BTP Awards: Actors and Actresses


I continue the Ben’s Talking Pictures 2012 awards with my choices for the best Actors and Actresses.  This was a great year for both categories, with many towering performances on both lists.

Actress

Jessica Chastain, Zero Dark Thirty
After breaking out in a huge way in 2011 (The Help, Tree of Life, Take Shelter), Chastain gets another juicy role as Maya in Zero Dark Thirty.  Since the script gives Maya little outward emotional heft to work with, Chastain has to so often give us this character’s inner life through only her eyes, her body, and her tone of voice.  With such a diversity of great performances so quickly, Chastain is the new Meryl Streep.  



Cecile de France, The Kid With a Bike
How often do we reward performances of everyday goodness on screen? Cecile de France plays Samantha, a hairdresser who ends up caring for the very troubled Cyril in this profoundly quiet and beautiful Belgian movie (look for it on my Top 10).  She creates a vivid depiction of a regular woman who quietly and confidently does a remarkable thing, and its incredibly moving.

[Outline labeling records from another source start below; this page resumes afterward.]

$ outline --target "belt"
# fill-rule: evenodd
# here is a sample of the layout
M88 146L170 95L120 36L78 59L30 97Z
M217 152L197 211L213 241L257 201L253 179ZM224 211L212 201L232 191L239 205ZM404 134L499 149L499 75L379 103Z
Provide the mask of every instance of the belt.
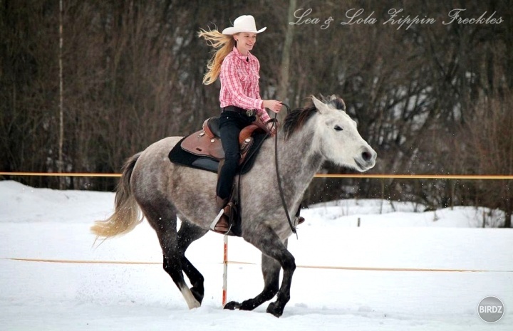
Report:
M240 114L244 114L248 117L254 116L256 114L256 109L245 110L245 109L241 108L240 107L237 107L237 106L224 107L223 108L223 111L224 111L224 110L227 110L229 112L239 112Z

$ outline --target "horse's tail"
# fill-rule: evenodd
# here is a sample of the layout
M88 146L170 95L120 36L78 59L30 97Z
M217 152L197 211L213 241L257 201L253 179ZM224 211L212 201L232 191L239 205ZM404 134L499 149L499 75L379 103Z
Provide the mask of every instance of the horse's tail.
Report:
M123 174L116 189L114 214L105 221L96 221L91 226L90 230L97 238L103 237L106 239L127 233L142 221L142 214L132 194L130 184L132 172L140 154L128 159L122 168Z

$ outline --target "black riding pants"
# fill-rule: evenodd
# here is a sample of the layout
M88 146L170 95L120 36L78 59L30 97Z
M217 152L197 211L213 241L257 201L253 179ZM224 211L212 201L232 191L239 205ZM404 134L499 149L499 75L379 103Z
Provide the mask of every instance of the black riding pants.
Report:
M247 116L245 112L223 110L219 117L221 142L224 151L224 164L217 179L217 194L221 199L227 199L232 191L235 174L239 168L240 150L239 134L241 130L255 120L254 116Z

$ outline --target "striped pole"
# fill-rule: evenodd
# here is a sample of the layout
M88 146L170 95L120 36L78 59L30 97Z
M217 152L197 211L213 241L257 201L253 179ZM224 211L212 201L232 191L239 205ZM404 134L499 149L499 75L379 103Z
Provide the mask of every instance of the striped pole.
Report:
M228 235L225 234L223 239L224 253L223 253L223 295L222 306L224 307L227 301L227 285L228 284Z

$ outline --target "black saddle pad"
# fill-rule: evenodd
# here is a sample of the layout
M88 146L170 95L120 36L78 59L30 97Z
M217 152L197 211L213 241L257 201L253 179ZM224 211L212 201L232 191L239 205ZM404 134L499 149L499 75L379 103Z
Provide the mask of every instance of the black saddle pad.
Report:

Jennifer Lawrence, Silver Linings Playbook
A true knock-out movie star performance.  Can anyone believe Lawrence is only 22? As Tiffany, a troubled woman falling in love with the bipolar Pat, Tiffany brings equal doses of emotional pain and screwball zaniness to her very real depiction that rivals her amazing performance in 2010’s Winter’s Bone.  If Lawrence keeps her grounding and continues to make such great career choices, she has a huge career ahead of her.


Emmanuelle Riva, Amour
I have almost no words to describe the emotional impact of Riva’s performance as Anne, a woman dealing with a quick descent towards the grave.  Riva has to make intense physical and mental changes between scenes, and there is not a second in the film that isn’t believable and searing.  A work of art.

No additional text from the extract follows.